Trunk's 'socializing' concept — the idea that a hotel should function as a neighborhood commons rather than a sealed pod — manifests in a Cat Street building that blurs the boundary between guest and public space. The ground-floor lounge, bar, and terrace are open to non-guests and buzz with Harajuku's creative class. The 15 rooms upstairs are design-forward (concrete, natural textiles, Japanese cypress tubs) and generous for the neighborhood. The whole operation feels built by people who live here and wanted a hotel reflecting their taste rather than a corporate idea of Tokyo. The result is the most design-literate stay in Shibuya, with a social dimension that makes the lobby as valuable as the room.
Location
Shibuya, Tokyo
Insider Intel
Book a terrace room if available for the private outdoor space — rare in central Tokyo. The ground-floor restaurant serves Japanese-inflected brunch and dinner that are good enough to draw non-guests. The lobby bar is the real living room — use it as your base between neighborhood explorations. Ask the concierge for their Cat Street and Harajuku recommendations — the staff are locals with genuine taste.
Spring and autumn for the terrace and the walking season. The hotel's social energy peaks on weekends when the ground floor draws the Harajuku crowd. Weeknights for a quieter room experience. Cherry blossom season fills the hotel and the surrounding streets with pedestrian traffic.
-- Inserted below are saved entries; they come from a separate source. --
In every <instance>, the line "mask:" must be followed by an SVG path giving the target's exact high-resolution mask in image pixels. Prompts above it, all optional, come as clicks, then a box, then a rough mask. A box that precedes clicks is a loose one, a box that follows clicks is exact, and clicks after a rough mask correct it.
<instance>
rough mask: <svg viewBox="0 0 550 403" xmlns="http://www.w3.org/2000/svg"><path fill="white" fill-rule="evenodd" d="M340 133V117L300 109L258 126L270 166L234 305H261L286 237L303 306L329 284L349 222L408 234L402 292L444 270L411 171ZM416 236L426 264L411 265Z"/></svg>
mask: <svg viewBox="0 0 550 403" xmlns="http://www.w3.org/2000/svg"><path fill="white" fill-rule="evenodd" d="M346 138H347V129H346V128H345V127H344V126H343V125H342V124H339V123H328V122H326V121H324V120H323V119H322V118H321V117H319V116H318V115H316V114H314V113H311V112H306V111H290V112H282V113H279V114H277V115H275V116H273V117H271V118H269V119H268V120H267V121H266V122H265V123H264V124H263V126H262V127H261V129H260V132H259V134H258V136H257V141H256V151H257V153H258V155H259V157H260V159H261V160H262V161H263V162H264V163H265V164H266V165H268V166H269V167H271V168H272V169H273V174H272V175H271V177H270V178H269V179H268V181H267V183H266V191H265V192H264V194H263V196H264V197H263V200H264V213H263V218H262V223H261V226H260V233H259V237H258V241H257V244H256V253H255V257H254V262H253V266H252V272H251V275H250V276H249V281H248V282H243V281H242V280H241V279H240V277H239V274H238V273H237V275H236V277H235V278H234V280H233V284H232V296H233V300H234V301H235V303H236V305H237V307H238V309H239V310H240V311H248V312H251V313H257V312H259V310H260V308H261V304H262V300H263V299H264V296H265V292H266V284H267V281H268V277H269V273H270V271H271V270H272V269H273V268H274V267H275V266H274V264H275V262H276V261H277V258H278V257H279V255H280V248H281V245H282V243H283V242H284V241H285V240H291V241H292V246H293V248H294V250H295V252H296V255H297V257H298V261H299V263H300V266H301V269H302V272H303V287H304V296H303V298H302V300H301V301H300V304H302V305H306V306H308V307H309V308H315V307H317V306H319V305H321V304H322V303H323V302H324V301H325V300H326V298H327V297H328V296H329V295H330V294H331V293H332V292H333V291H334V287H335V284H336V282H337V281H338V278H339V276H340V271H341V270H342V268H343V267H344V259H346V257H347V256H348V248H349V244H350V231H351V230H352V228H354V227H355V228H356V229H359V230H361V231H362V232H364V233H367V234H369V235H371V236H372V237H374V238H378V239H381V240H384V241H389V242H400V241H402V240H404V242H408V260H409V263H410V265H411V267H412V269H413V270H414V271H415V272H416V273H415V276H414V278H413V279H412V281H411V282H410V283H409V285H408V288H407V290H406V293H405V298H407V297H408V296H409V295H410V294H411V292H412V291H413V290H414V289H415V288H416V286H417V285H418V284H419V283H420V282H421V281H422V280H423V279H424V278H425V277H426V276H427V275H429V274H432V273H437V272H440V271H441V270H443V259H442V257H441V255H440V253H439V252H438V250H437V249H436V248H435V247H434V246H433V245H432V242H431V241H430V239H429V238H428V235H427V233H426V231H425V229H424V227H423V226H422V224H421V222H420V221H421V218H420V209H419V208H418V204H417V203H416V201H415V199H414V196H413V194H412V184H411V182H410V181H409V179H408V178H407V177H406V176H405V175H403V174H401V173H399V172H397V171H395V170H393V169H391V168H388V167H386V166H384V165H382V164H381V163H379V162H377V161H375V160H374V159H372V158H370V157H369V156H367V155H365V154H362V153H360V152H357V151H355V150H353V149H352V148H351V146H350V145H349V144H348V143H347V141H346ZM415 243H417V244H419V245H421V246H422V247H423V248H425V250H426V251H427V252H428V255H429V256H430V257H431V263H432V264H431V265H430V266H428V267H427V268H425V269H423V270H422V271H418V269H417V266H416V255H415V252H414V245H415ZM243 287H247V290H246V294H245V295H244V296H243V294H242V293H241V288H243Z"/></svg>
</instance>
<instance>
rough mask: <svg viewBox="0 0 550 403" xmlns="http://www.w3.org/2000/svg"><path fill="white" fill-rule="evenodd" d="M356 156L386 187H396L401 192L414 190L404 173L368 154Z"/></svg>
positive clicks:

Cat Street, between Harajuku and Shibuya — the pedestrian lane that holds Tokyo's most interesting independent fashion and design shops. Only 15 rooms, so book well ahead. Rooms from approximately 40,000 yen per night. The ground floor is intentionally public; the room floors are private and quiet. Harajuku, Omotesando, Meiji Shrine, and Shibuya are all within a 10-minute walk. The nearest stations are Meiji-Jingumae and Shibuya. Credit cards accepted. The design ethos extends to every detail — the amenities, the furniture, the art — and rewards attention.